Współczesna cywilizacja tak mocno rozdmuchana, wyolbrzymiana, wyidealizowana w opisie przeróżnych postępów, w sposób bardzo ukryty zabiera nam wolność. „Zniewala” nasze myślenie, ma wielki wpływ na to, co robimy, jakich dokonujemy wyborów, podpowiada jaki film mamy obejrzeć. Nam się wydaje, że my dokonaliśmy takiego wyboru. Ale każdego dnia dostajemy pakiet zachowań – choćby w śniadaniowych telewizyjnych audycjach, wiadomościach wyświetlających się w telefonach komórkowych.
W dziele stworzenia Pan Bóg obdarzył nas darem wolności. Zaprasza także, abyśmy umieli z niej właściwie korzystać. Historia ludzkości to zmaganie się o wolność, aż do przelania krwi. Ale z drugiej strony kierowane są w naszą stronę przeróżne działania, aby ją ograniczyć. Zachęcam zatem do małego ćwiczenia, w tym dziele korzystania z wolności. Postarajmy się w najbliższych dniach sami dokonać wyboru książki, którą chcemy przeczytać; czy też filmu, jaki chcemy obejrzeć; wiadomości jakie chcemy wysłuchać! Niech to będzie nasz osobisty wybór!

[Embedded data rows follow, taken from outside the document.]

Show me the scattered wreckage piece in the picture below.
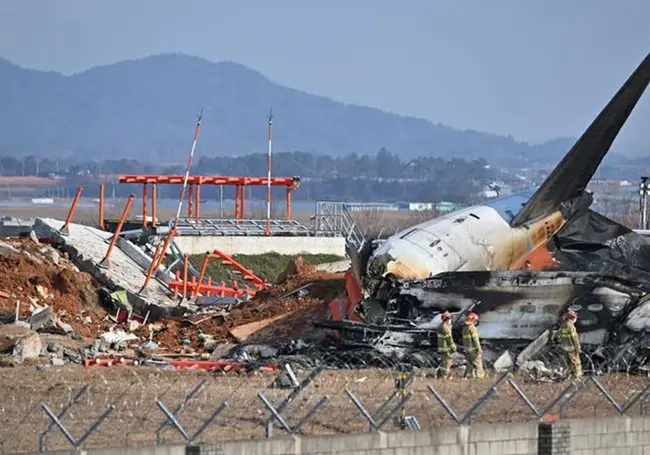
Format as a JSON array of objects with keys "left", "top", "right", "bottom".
[
  {"left": 370, "top": 271, "right": 650, "bottom": 345},
  {"left": 34, "top": 218, "right": 176, "bottom": 316}
]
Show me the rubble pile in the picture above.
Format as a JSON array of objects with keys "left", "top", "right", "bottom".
[
  {"left": 0, "top": 233, "right": 344, "bottom": 368},
  {"left": 130, "top": 258, "right": 343, "bottom": 354}
]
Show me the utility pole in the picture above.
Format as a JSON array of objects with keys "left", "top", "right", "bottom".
[
  {"left": 266, "top": 107, "right": 273, "bottom": 235},
  {"left": 219, "top": 185, "right": 223, "bottom": 220},
  {"left": 639, "top": 176, "right": 650, "bottom": 229}
]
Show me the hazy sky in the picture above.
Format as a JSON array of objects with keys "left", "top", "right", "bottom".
[{"left": 0, "top": 0, "right": 650, "bottom": 145}]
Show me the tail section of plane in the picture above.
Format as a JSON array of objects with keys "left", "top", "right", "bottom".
[{"left": 510, "top": 53, "right": 650, "bottom": 227}]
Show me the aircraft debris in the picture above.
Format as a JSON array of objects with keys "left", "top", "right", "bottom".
[{"left": 330, "top": 54, "right": 650, "bottom": 376}]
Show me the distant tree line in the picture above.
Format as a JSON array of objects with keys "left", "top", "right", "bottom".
[{"left": 0, "top": 148, "right": 503, "bottom": 203}]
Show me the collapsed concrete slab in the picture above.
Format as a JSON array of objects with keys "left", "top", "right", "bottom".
[
  {"left": 34, "top": 218, "right": 181, "bottom": 318},
  {"left": 0, "top": 324, "right": 43, "bottom": 363}
]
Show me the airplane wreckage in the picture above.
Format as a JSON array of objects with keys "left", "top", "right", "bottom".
[{"left": 322, "top": 54, "right": 650, "bottom": 371}]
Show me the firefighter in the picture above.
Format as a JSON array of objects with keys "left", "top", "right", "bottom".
[
  {"left": 463, "top": 312, "right": 485, "bottom": 379},
  {"left": 437, "top": 311, "right": 456, "bottom": 378},
  {"left": 560, "top": 310, "right": 582, "bottom": 379}
]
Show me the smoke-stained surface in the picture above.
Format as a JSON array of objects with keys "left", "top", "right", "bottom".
[{"left": 549, "top": 210, "right": 650, "bottom": 289}]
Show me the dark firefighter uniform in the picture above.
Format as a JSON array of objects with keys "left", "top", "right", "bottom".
[
  {"left": 463, "top": 313, "right": 485, "bottom": 379},
  {"left": 437, "top": 313, "right": 456, "bottom": 378},
  {"left": 560, "top": 310, "right": 582, "bottom": 379}
]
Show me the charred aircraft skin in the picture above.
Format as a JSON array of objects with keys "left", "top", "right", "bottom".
[{"left": 344, "top": 50, "right": 650, "bottom": 364}]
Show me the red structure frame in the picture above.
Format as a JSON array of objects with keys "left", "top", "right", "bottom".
[{"left": 119, "top": 175, "right": 300, "bottom": 227}]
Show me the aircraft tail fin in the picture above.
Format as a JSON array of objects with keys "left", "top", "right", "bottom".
[{"left": 510, "top": 53, "right": 650, "bottom": 227}]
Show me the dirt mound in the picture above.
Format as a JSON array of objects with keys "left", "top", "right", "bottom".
[
  {"left": 136, "top": 268, "right": 345, "bottom": 353},
  {"left": 0, "top": 246, "right": 106, "bottom": 337}
]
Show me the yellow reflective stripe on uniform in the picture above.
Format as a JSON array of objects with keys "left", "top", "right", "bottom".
[{"left": 463, "top": 324, "right": 480, "bottom": 351}]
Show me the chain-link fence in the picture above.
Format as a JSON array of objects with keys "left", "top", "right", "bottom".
[{"left": 0, "top": 365, "right": 650, "bottom": 453}]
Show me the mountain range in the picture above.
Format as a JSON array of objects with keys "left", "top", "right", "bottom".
[{"left": 0, "top": 54, "right": 640, "bottom": 165}]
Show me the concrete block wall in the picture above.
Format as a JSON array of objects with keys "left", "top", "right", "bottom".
[
  {"left": 39, "top": 417, "right": 650, "bottom": 455},
  {"left": 569, "top": 417, "right": 650, "bottom": 455},
  {"left": 174, "top": 235, "right": 345, "bottom": 256},
  {"left": 187, "top": 422, "right": 538, "bottom": 455}
]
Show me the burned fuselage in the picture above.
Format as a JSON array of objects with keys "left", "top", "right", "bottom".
[{"left": 344, "top": 54, "right": 650, "bottom": 360}]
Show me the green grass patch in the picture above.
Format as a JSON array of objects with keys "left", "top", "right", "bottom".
[{"left": 185, "top": 253, "right": 344, "bottom": 283}]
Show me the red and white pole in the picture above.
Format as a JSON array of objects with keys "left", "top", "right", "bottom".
[{"left": 266, "top": 108, "right": 273, "bottom": 235}]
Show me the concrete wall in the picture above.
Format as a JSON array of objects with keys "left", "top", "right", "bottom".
[
  {"left": 175, "top": 235, "right": 345, "bottom": 256},
  {"left": 39, "top": 417, "right": 650, "bottom": 455},
  {"left": 570, "top": 417, "right": 650, "bottom": 455}
]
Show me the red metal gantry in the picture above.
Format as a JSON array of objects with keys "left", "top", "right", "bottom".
[{"left": 119, "top": 175, "right": 300, "bottom": 227}]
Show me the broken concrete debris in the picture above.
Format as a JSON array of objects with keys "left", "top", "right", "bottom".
[
  {"left": 0, "top": 219, "right": 629, "bottom": 383},
  {"left": 0, "top": 224, "right": 350, "bottom": 369}
]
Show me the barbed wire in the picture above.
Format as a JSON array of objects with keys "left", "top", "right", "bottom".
[{"left": 0, "top": 360, "right": 650, "bottom": 453}]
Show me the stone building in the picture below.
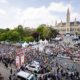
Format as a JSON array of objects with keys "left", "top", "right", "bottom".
[{"left": 55, "top": 8, "right": 80, "bottom": 34}]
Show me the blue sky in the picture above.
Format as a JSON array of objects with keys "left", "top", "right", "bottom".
[{"left": 0, "top": 0, "right": 80, "bottom": 28}]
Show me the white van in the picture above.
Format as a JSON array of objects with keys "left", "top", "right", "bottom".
[{"left": 16, "top": 71, "right": 35, "bottom": 80}]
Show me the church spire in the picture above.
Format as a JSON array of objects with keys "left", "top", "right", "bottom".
[
  {"left": 66, "top": 8, "right": 70, "bottom": 23},
  {"left": 74, "top": 18, "right": 77, "bottom": 34}
]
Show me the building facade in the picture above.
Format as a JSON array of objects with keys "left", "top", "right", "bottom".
[{"left": 55, "top": 8, "right": 80, "bottom": 34}]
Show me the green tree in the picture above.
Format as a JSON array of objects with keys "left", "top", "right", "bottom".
[{"left": 23, "top": 36, "right": 34, "bottom": 42}]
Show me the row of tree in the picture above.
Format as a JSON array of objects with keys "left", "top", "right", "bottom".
[{"left": 0, "top": 24, "right": 58, "bottom": 42}]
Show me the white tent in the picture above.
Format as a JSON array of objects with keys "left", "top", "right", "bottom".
[{"left": 39, "top": 39, "right": 43, "bottom": 44}]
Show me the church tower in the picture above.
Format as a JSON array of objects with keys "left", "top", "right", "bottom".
[{"left": 66, "top": 8, "right": 70, "bottom": 33}]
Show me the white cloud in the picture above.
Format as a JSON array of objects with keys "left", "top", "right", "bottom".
[{"left": 0, "top": 0, "right": 7, "bottom": 3}]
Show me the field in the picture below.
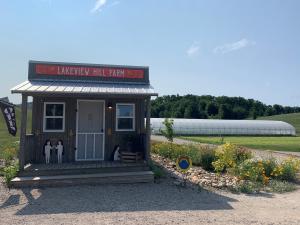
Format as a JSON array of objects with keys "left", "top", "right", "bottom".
[
  {"left": 0, "top": 107, "right": 31, "bottom": 158},
  {"left": 257, "top": 113, "right": 300, "bottom": 135},
  {"left": 180, "top": 136, "right": 300, "bottom": 152}
]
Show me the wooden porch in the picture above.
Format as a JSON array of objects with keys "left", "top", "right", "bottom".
[{"left": 11, "top": 161, "right": 154, "bottom": 188}]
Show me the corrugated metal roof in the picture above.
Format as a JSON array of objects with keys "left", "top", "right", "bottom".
[{"left": 11, "top": 81, "right": 158, "bottom": 96}]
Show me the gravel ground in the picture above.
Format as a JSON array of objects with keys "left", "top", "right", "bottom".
[{"left": 0, "top": 178, "right": 300, "bottom": 225}]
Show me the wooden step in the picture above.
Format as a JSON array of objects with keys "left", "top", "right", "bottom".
[
  {"left": 18, "top": 164, "right": 150, "bottom": 177},
  {"left": 11, "top": 171, "right": 154, "bottom": 188}
]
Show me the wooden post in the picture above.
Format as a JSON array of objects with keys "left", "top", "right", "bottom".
[
  {"left": 145, "top": 96, "right": 151, "bottom": 162},
  {"left": 19, "top": 94, "right": 27, "bottom": 171}
]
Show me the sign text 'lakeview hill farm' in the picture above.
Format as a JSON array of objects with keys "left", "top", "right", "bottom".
[{"left": 35, "top": 64, "right": 144, "bottom": 79}]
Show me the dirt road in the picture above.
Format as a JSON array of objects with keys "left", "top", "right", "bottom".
[{"left": 0, "top": 178, "right": 300, "bottom": 225}]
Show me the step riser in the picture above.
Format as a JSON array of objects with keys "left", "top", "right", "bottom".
[
  {"left": 11, "top": 175, "right": 154, "bottom": 188},
  {"left": 19, "top": 166, "right": 149, "bottom": 177}
]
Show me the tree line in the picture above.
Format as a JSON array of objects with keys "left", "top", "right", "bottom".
[{"left": 151, "top": 95, "right": 300, "bottom": 119}]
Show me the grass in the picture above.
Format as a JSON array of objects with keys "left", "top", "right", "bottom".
[
  {"left": 257, "top": 113, "right": 300, "bottom": 135},
  {"left": 0, "top": 107, "right": 31, "bottom": 158},
  {"left": 180, "top": 136, "right": 300, "bottom": 152}
]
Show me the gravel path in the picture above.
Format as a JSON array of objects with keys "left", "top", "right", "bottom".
[{"left": 0, "top": 178, "right": 300, "bottom": 225}]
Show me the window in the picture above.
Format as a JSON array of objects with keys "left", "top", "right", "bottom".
[
  {"left": 44, "top": 102, "right": 65, "bottom": 132},
  {"left": 116, "top": 103, "right": 135, "bottom": 131}
]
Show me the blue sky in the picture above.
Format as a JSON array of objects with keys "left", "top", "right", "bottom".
[{"left": 0, "top": 0, "right": 300, "bottom": 106}]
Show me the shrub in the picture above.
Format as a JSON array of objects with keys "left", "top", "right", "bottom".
[
  {"left": 212, "top": 143, "right": 237, "bottom": 172},
  {"left": 266, "top": 180, "right": 297, "bottom": 193},
  {"left": 2, "top": 147, "right": 17, "bottom": 165},
  {"left": 212, "top": 143, "right": 252, "bottom": 172},
  {"left": 236, "top": 159, "right": 269, "bottom": 183},
  {"left": 200, "top": 148, "right": 216, "bottom": 171},
  {"left": 3, "top": 162, "right": 19, "bottom": 185},
  {"left": 262, "top": 158, "right": 278, "bottom": 177},
  {"left": 151, "top": 142, "right": 201, "bottom": 165},
  {"left": 236, "top": 146, "right": 253, "bottom": 164},
  {"left": 149, "top": 161, "right": 166, "bottom": 179},
  {"left": 272, "top": 158, "right": 300, "bottom": 181},
  {"left": 159, "top": 118, "right": 174, "bottom": 142}
]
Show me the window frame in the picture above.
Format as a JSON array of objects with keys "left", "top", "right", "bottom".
[
  {"left": 43, "top": 102, "right": 66, "bottom": 133},
  {"left": 116, "top": 103, "right": 135, "bottom": 131}
]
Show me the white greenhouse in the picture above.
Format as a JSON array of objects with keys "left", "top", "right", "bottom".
[{"left": 151, "top": 118, "right": 296, "bottom": 136}]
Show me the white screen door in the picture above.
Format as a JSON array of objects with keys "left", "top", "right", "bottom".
[{"left": 76, "top": 100, "right": 104, "bottom": 161}]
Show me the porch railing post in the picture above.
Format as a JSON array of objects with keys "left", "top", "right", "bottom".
[
  {"left": 19, "top": 94, "right": 28, "bottom": 171},
  {"left": 145, "top": 97, "right": 151, "bottom": 162}
]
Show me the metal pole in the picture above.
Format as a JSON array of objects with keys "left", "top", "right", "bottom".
[
  {"left": 145, "top": 97, "right": 151, "bottom": 162},
  {"left": 19, "top": 94, "right": 27, "bottom": 171}
]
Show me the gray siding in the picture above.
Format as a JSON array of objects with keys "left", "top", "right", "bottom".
[{"left": 32, "top": 96, "right": 146, "bottom": 163}]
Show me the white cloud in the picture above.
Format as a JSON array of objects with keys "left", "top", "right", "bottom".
[
  {"left": 91, "top": 0, "right": 106, "bottom": 13},
  {"left": 213, "top": 38, "right": 256, "bottom": 54},
  {"left": 109, "top": 1, "right": 120, "bottom": 7},
  {"left": 186, "top": 42, "right": 200, "bottom": 57}
]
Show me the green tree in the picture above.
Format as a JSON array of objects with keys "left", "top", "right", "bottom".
[{"left": 206, "top": 102, "right": 219, "bottom": 116}]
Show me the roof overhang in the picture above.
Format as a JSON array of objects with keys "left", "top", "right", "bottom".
[{"left": 11, "top": 80, "right": 158, "bottom": 96}]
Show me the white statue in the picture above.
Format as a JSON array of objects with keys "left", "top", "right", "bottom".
[
  {"left": 44, "top": 140, "right": 52, "bottom": 164},
  {"left": 55, "top": 141, "right": 64, "bottom": 163}
]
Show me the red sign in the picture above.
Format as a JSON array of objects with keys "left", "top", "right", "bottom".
[{"left": 35, "top": 64, "right": 144, "bottom": 79}]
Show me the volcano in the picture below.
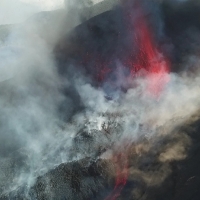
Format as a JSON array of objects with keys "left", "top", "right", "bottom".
[{"left": 0, "top": 0, "right": 200, "bottom": 200}]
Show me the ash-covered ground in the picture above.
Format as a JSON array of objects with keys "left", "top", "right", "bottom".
[{"left": 0, "top": 0, "right": 200, "bottom": 200}]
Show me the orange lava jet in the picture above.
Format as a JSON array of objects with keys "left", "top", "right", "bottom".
[
  {"left": 105, "top": 0, "right": 170, "bottom": 200},
  {"left": 130, "top": 0, "right": 170, "bottom": 96}
]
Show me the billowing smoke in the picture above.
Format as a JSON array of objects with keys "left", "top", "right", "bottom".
[{"left": 0, "top": 0, "right": 200, "bottom": 200}]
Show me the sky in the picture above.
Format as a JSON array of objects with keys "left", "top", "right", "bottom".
[{"left": 0, "top": 0, "right": 102, "bottom": 24}]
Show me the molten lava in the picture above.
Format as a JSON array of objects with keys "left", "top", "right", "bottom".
[
  {"left": 105, "top": 0, "right": 170, "bottom": 200},
  {"left": 129, "top": 1, "right": 170, "bottom": 96}
]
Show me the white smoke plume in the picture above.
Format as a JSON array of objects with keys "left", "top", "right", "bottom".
[{"left": 0, "top": 0, "right": 200, "bottom": 199}]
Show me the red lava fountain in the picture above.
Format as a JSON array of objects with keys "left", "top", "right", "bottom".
[
  {"left": 129, "top": 1, "right": 170, "bottom": 96},
  {"left": 105, "top": 0, "right": 170, "bottom": 200}
]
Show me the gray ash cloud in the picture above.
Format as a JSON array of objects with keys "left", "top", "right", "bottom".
[{"left": 0, "top": 1, "right": 200, "bottom": 200}]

II. W czasie rekolekcji wielkopostnych w naszej Parafii, prowadzący je ksiądz poprosił obecne wtedy w kościele osoby, aby zmieniły ławkę, w której wtedy siedzieli. Część się go posłuchała, chociaż jedna osoba bardzo tym się zdenerwowała – później dała temu swój upust. Dlaczego on to zrobił? Jaka myśl mu przyświecała? Chciał on obrazowo pokazać jak trudno jest zmienić swoje nawyki, przyzwyczajenia. Jak ciężko jest też się nawrócić.
„Prawdziwe nawrócenie domaga się o wiele więcej niż zmiana miejsca. Domaga się zmiany serca” (Henri J.M. Nouwen). Można zmienić miejsce swojego zamieszkania, aby uciec od pewnego towarzystwa; zmienić pracę, aby doświadczyć wewnętrznego pokoju. Ale jeżeli jesteśmy uważni, potrafimy dokonać właściwej oceny siebie, to zauważamy, że w tych miejscach, gdzie jesteśmy pojawia się szereg nowych kontrolowanych gier indywidualizmu. Uciekliśmy gdzieś, ale niesiemy z sobą stare nawyki i przyzwyczajenia, swój sposób myślenia.
Okazuje się, że zmiana miejsca, …, to za mało. Nawrócenie jeżeli ma być prawdziwe i autentyczne, domaga się zawsze zmiany naszego serca. Jak można tego dokonać? Ile czasu będzie to od nas wymagać? Najpierw zacznijmy „zabiegać” o łaskę cierpliwości. Kolejnym krokiem w dziele nawrócenia jest przyznanie się do swojej grzeszności. Oderwanie się od tego co nas zniewala, co ogranicza naszą wolność. Wreszcie potrzebujemy postawy zadośćuczynienia.
Podjęcie takich zachowań sprawia, że zaczniemy coraz bardziej także szukać ludzi, aby okazać im jak najwięcej miłości. W naszym sercu rodzi się łaska postu i modlitwy. Boża miłość zaczyna dotykać naszych serc, zaczyna je przemieniać. Wtedy też z upływem czasu dokonuje się prawdziwe nawrócenie – zmieni się nasze serce!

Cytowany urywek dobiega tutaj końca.